Isigny. Il semble que tous les gens qu'on rencontrera auront à la main une tartine de beurre, mais ni aux vitrines, ni ailleurs, on ne voit le moindre petit pot.
    En échange, beaucoup de mouches, et, sur le cheval qui conduit à la mer, des crapauds que j'ai de la peine à ne pas écraser sous ma bicyclette.
Vouilly, Colombiers. Des routes qui se croisent sans écriteaux, des bornes dont on a pris soin d'effacer l'inscription, ou, plutôt, pas de bornes, mais, à un carrefour, un grand diable de Christ, plus haut qu'un homme, qui se dresse tout à coup sur sa croix géante et qui épouvante, jaune, caleçonné comme un baigneur, tête penchée, bouche ouverte.
Des maisons basses, des portes au-dessous du niveau de la route, et un paysan, assis sur le sol en terre battue, comme s'il voulait encore s'éloigner du soleil, écosse des pois.
30 août.
Retour à Paris. A quelques lieues de Paris, je veux le conquérir, et, dès que j'y suis, me revoilà tout timide.
31 août.
Au mariage de Raynaud, l'église Saint-Laurent, toute pleine de sergents de villes déguisés, gauches et rasés de frais, avait l'air d'un bagne le jour du dimanche.
3 septembre.
Quand je relis au hasard une page de ce que j'ai fait jusqu'ici, tout de même elle me paraît un peu sèche.
5 septembre.
- Veux-tu me donner le petit cochon de porcelaine ? dit Baïe.

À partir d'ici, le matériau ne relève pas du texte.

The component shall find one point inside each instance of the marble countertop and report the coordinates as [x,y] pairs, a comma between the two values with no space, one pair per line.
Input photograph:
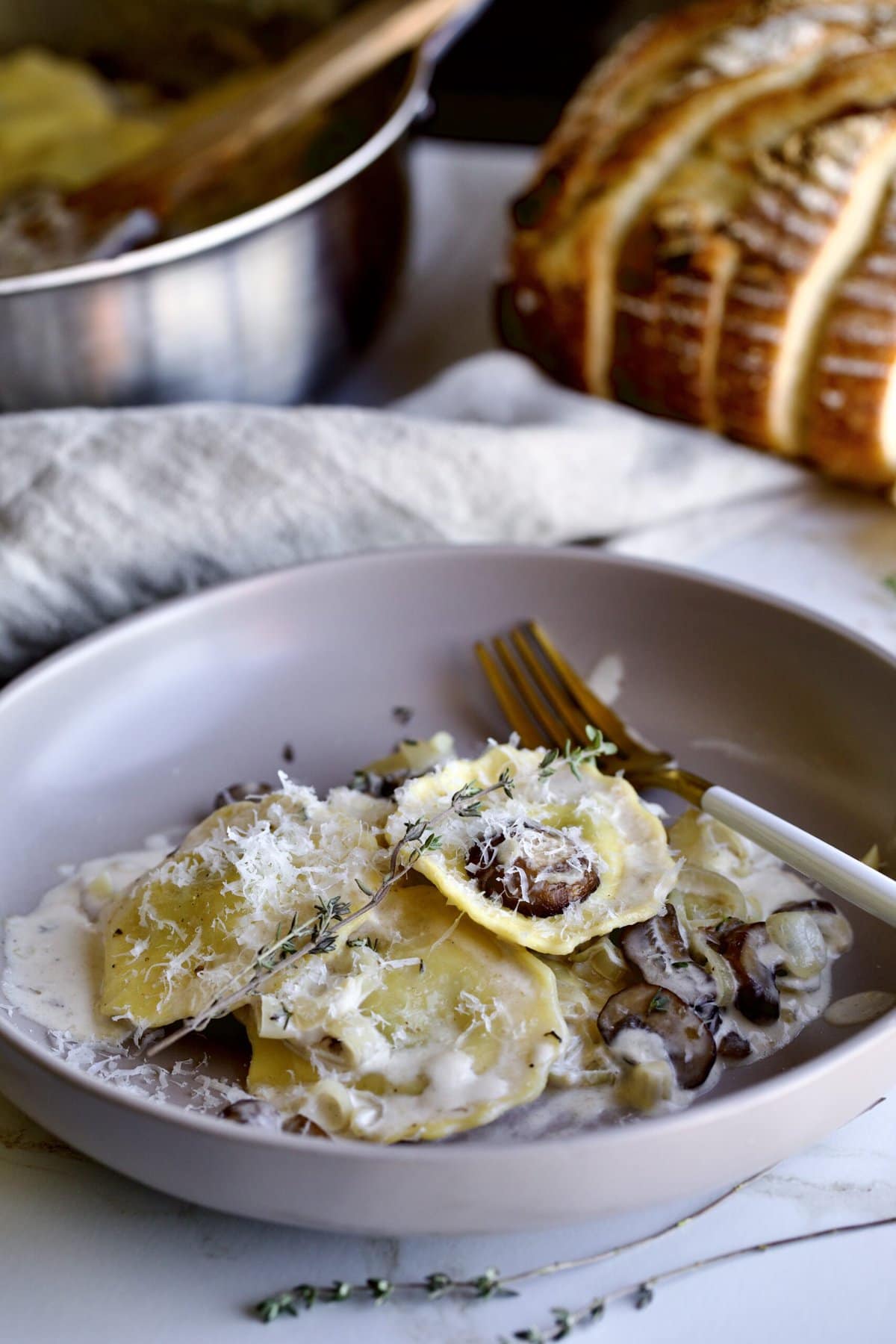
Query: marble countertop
[87,1256]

    - Mais, mon chéri, ça ne t'amuserait pas : il est mort.
- Oh ! alors, tu me le donneras quand il ne sera pas mort, dit ?
7 septembre.
On m'a coupé les pâles couleurs, dit-elle. J'ai vu un vieux qui m'a conduite au bord d'un vivier où il y avait des truites. Il en a pêché une, et il me l'a mise sur la poitrine, entre les deux poitrines. Je l'ai laissée gigoter et battre de la queue jusqu'à ce qu'elle soit morte. Puis, il faut la garder jusqu'à ce qu'on trouve une eau pour l'y jeter.

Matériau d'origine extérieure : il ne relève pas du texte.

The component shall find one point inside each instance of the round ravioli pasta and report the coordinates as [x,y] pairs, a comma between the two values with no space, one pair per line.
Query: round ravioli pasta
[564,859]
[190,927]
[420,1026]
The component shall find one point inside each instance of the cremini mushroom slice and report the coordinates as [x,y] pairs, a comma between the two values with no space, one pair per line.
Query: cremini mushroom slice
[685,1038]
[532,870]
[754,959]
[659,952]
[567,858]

C'est trois francs : deux pour la truite, un pour l'homme et son travail. Et maintenant, vous voyez, je n'ai plus les pâles couleurs.
10 septembre.
A Schwob : « Aucune de ces deux publications : Poil de carotte et Le Vigneron dans sa vigne, ne me satisfera. Poil de carotte surtout est un mélange déplaisant, où je ne trouve plus les joies passées. C'est, plutôt qu'une oeuvre, l'étalage d'un esprit loqueteux où l'on rencontre un peu de tout : de la pitié, de la méchanceté, du déjà dit et du mauvais goût. Je vous donne, bien entendu, ma dernière impression. Il me faut, pour que je me remonte un peu, me rappeler votre précieuse lettre à propos du Chat.
« Enfin, n'en parlons plus. Je me juge avec autant de sincérité que de sévérité. Vous seul n'en douterez pas.

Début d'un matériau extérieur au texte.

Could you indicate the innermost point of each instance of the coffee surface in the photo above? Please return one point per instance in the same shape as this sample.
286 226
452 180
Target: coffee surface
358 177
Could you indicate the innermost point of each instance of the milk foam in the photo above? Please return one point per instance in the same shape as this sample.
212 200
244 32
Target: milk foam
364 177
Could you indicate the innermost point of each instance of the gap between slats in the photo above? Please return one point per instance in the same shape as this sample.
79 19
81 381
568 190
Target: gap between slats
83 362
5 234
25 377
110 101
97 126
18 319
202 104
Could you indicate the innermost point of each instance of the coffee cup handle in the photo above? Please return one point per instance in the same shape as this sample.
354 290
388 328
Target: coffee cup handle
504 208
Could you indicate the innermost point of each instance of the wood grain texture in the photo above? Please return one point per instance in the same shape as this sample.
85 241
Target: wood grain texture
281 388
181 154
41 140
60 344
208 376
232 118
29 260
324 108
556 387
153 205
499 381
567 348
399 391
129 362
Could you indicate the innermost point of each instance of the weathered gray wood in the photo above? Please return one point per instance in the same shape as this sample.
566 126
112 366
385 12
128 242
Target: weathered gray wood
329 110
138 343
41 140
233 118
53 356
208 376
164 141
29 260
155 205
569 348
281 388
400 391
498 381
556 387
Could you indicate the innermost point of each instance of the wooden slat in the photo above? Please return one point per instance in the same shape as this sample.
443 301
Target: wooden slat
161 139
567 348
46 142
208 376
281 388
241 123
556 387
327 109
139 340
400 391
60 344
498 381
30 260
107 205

    Mais mon ennui - ajouté à d'autres - vient de ce que je ne me renouvelle pas et de ce que je suis incapable de me renouveler. Je suis né noué, et rien ne tranchera le noeud. Vous avez dit à Byvanck : «... si la vie ne lui donne la forte secousse morale dont le talent a besoin pour se délivrer des entraves qu'il se forge lui-même. » Cette condition même ne suffirait plus. Peut-être aussi que je suis mécontent d'avoir donne Poil de carotte trop vite, de l'avoir bâclé sur la fin pour gagner quelque argent immédiat. C'est possible. Les temps sont durs pour ceux qui tendent à la perfection... »
Le parquet était si bien ciré qu'elle releva sa robe comme si elle eût voulu passer une flaque d'eau, pour ne pas se mouiller les pieds.
11 septembre.
Vu entre Houilles, Carrières-Saint-Denis et Sartrouville, dans ces jardins de maraîchers où l'on recueille la pluie dans des tonneaux et dont les propriétaires habitent des maisons de cuir bouilli, sept ou huit chasseurs sans chien, les uns sur les autres, et qui avaient toutes les peines du monde à s'éviter, à ne se point gêner dans leurs petites battues hygiéniques.
Titres : Vignettes, Scènes de paravent.
Un plaisir, ce serait d'écrire de longues scènes et de m'amuser ensuite à les résumer en trois lignes.
15 septembre.
- Je suis un honnête homme, moi, monsieur !
    - Vous avez tort : c'est un mauvais métier.
20 septembre.
Si le dieu préposé à l'art me disait : « Voulez-vous être heureux par moi, mais sans gloire ? », je traiterais tout de suite.